他不像母亲手中的风筝,更像气球,被流光逐渐的充满,逐渐的膨胀,当母亲抓不住手中的气球时,于是他飘散离去,融进茫茫的暮色。
1995年5月27日,禁林。
巴蒂跌跌撞撞的往前走着,时不时奔跑起来,他终于抵抗了夺魂咒,趁着看守他的人不备,偷偷跑了出来,但他因为强行挣脱伏地魔的夺魂咒而神志不清,在外面漂泊了一周,长袍的膝部被撕破了,血迹斑斑,脸上也布满伤痕,胡子拉碴,面容灰白而憔悴。
这是霍格沃茨禁林边缘一片幽静的空地,他快要见到邓布利多了,他想对他坦白一切…他要带着儿子去见妻子,跟她忏悔…
这时,他恍恍惚惚听到了两个人的对话。
“你飞得很棒,我看了你的第一个项目。”第一个声音说,他的口音有点奇怪,像保加利亚那些故意刁难他们英国魔法部的官员。
“谢谢,”另一个熟悉的声音说,“我在魁地奇世界杯上看见你,朗斯基假动作,你真——”
突然,树丛中出现了异常动静。
“怎么回事?”克鲁姆疑惑的问。
这时,巴蒂从一棵高高的橡树后面走出来。
他似乎在跟什么人说话,只有他自己能看到,嘴里不停的嘀嘀咕咕,还打着手势。
“他不是个裁判吗?”克鲁姆问道,“他不是你们魔法部的人吗?”
哈利点了点头,朝巴蒂走去,但巴蒂只是对旁边的一棵树说个不停。
“韦瑟比,你办完这件事之后,就派一只猫头鹰给邓布利多送信,请他确认一下德姆斯特朗参加争霸赛的学生人数,卡卡洛夫捎信说有十二个…”
“克劳奇先生?”哈利说。
“然后再派一只猫头鹰给马克西姆夫人送信,她可能也要增加学生人数,既然卡卡洛夫的人数增加到了十二个,就这么办吧,韦瑟比,行吗?行吗?行...”

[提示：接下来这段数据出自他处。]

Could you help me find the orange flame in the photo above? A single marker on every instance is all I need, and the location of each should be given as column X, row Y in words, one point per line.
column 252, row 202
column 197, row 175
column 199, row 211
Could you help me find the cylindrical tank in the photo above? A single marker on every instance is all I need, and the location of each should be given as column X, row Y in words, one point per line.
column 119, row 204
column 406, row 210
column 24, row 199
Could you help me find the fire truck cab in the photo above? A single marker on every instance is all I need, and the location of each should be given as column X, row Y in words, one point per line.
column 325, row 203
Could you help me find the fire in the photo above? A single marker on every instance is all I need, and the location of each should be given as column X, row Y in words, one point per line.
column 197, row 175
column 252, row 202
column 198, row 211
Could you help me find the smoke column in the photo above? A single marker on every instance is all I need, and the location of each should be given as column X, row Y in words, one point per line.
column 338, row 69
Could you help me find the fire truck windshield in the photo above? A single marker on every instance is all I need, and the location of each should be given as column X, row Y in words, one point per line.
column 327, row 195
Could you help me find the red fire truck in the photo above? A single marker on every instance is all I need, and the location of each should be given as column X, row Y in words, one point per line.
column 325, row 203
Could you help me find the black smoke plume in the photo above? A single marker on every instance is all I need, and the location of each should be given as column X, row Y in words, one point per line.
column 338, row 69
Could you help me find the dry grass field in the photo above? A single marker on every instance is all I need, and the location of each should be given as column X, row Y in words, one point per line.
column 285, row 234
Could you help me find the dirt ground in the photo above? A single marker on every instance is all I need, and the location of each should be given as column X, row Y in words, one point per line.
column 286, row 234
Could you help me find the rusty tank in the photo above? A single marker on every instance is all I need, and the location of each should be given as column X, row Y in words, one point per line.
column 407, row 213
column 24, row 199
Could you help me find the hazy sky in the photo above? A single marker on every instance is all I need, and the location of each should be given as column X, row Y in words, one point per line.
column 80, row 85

巴蒂站在那里,眼睛直勾勾的瞪着那棵树,嘴里念叨着,然后,他朝旁边踉跄几步,扑通跪倒在地。
“克劳奇先生?”哈利大声叫道,“你没事吧?”
“邓布利多!”巴蒂暂时清醒了一瞬,一把抓住哈利的长袍,“我要见邓布利多…”
“好的,“哈利说,”只要你先起来,克劳奇先生,我们就去找——”
“我做了一件蠢事,”巴蒂喘着气说,他眼珠向外突出,正滴溜溜的转着,又开始发疯,口水顺着下巴滴落,“一定要…告诉邓布利多…”
“起来,克劳奇先生,”哈利很响很清楚的说,“快起来,我带你去见邓布利多!〞
“你是邓布利多的人?”巴蒂问。
“对。“哈利说。
“给邓布利多…提个醒…”
“如果你放开我,我就去找邓布利多,”哈利说道,“放开我,克劳奇先生,我去找他。”
“谢谢你,韦瑟比,你办完那件事后,我想喝一杯茶,我妻子和儿子很快就要来了,我们今晚要和福吉夫妇一起去听音乐会。”
巴蒂对着一棵树滔滔不绝的说开了,他仿佛又看到了他一生中最幸福的时光,美丽温柔的妻子和优秀出色的儿子,他的名誉还没有受损,妻子的身体还没有恶化,儿子也不是食死徒。
“是的,我儿子最近通过了全十二门的考试,成绩很令人满意,谢谢你,是的,确实很为他骄傲,好了,如果你能把安道尔魔法部长的那份备忘录拿给我,我大概会有时间起草一封回信…”
“你在这里陪他!”哈利对克鲁姆说,“我去叫邓布利多,我知道他的办公室在哪里,可以快一些——”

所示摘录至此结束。